Pero estos monstruos no serían muy difíciles de ahuyentar o de domeñar si se dejasen confinar en el ámbito del cerebro o del sujeto. Addison no hubiera imaginado hasta qué punto la extraña enfermedad de Goya iba a profundizar en la memoria ancestral del dolor. Y es que en la estética goyesca no llegarán a calar aquellas «emociones sublimes» importadas principalmente de Inglaterra a través de Addison y Burke, ese «horror agradable» y civilizado descrito como un dolor o displacer placentero que, finalmente, se resuelve en la esfera del sujeto.

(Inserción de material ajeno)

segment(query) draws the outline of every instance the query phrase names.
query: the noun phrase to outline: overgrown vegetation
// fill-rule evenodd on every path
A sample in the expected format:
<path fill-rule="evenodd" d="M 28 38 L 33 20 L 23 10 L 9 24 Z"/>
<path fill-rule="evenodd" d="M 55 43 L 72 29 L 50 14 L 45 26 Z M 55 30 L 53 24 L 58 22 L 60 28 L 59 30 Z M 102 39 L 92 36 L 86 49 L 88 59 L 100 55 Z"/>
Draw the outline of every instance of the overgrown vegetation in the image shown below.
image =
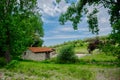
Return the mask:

Sin conocerla, Johann Wolfgang von Goethe nos advertía contra una fantasía como la goyesca, la cual es como el dolor que nos avisa de un peligro o, más aún, como una premonición de desastre. La fantasía de un sordo que desoyó las admoniciones de Novalis, quien, en una carta a su amigo Friedrich von Schlegel, escribiría en 1799 que «el sueño y la imaginación están hechos para el olvido. No debemos detenernos en ellos»6. Goya, arrastrado por su vigorosa intimidad, no pudo dejar de hacerlo, aunque nunca llegaría a convertir estos sueños de la imaginación en una mera delicuescencia psicológica. En el pintor aragonés no encontramos esa autocomplacencia narcisista de Heinrich Heine o de Jean Paul Richter, o ese abandono deliberado de Ludwig Tieck al ensueño romántico, a la caza furtiva de sentimientos incitadores de estados oníricos. La incontinencia fantástica de Goya no se debió a la exasperación del yo, sino a su herida mortal, una herida por la que el sujeto (y con el sujeto el mundo entero) se desangra y vacía en una delirante hemorragia de imágenes.
Grabar el Desastre
No deja de asombrarnos el destino reservado a las imágenes. Por una parte, las imágenes son vicarias de las cosas en la medida en que las suplantan para que podamos seguir disponiendo de ellas cuando ya no estén. Por otra parte, sin embargo, tienen el poder de distanciarnos de lo real para abrirnos a un universo de invención en el cual cualquier capricho, libertad o extravagante combinatoria puede jugarse sobre el fondo azaroso de la nada. En las posibilidades que nos abre esta facultad descansa la vertiente lúdica de lo imaginario goyesco, el lado diurno de la ensoñación del pintor, esa dimensión traviesa que acaba siendo una explosión de imágenes luminosas; pero también ese otro lado de lo imaginario con el que no se puede negociar, ese lado ineludible que, como el dolor y la enfermedad, nos deja desamparados, fuera del abrigo de todo refugio moral y huérfanos de cualquier Principio, ya se llame Dios, Razón o Humanidad: se trata del aspecto nocturno de las imágenes que nos conduce de disparate en disparate, de ausencia en ausencia, para acabar enfrentándonos con el último de los disparates. Es el Goya de las clausuras y las oclusiones, los locos y las prisiones; el Goya que va a acabar precipitándose en la sinrazón de las Pinturas negras y los Disparates, imágenes de una lucidez delirante que se mueven como huecos fantasmas o rígidas sombras por el negro Hades del aguatinta y que van a sacar el mundo y al artista fuera de sí hasta abandonarlos a la Intemperie. Aquella imaginación móvil y fluida, aquella fantasía proteica incapaz de detenerse en ningún resultado, de pronto y abruptamente, nos pone al borde de un precipicio tras el cual ya solo queda la caída. De esta manera, en nuestro viaje por esa región de continua apertura y de inagotable novedad que constituye el reino de lo imaginario, acabamos topándonos con ese monstruo que la vida siempre ha querido conjurar, precisamente la madre de toda novedad, como llama a la sombra de la muerte Giacomo Leopardi, el más atormentado y pesimista de los poetas románticos. Diríamos que en los Disparates se ha consumado la oclusión del horizonte de sentido que se había iniciado en los campos de muerte y destrucción de los Desastres, si no fuera porque la muerte, como la vida, también es una imagen, la más sarcástica de ellas: una pura y simple imagen, pues no tenemos otra representación de ella que la del muerto, y este no se parece a nada salvo a sí mismo.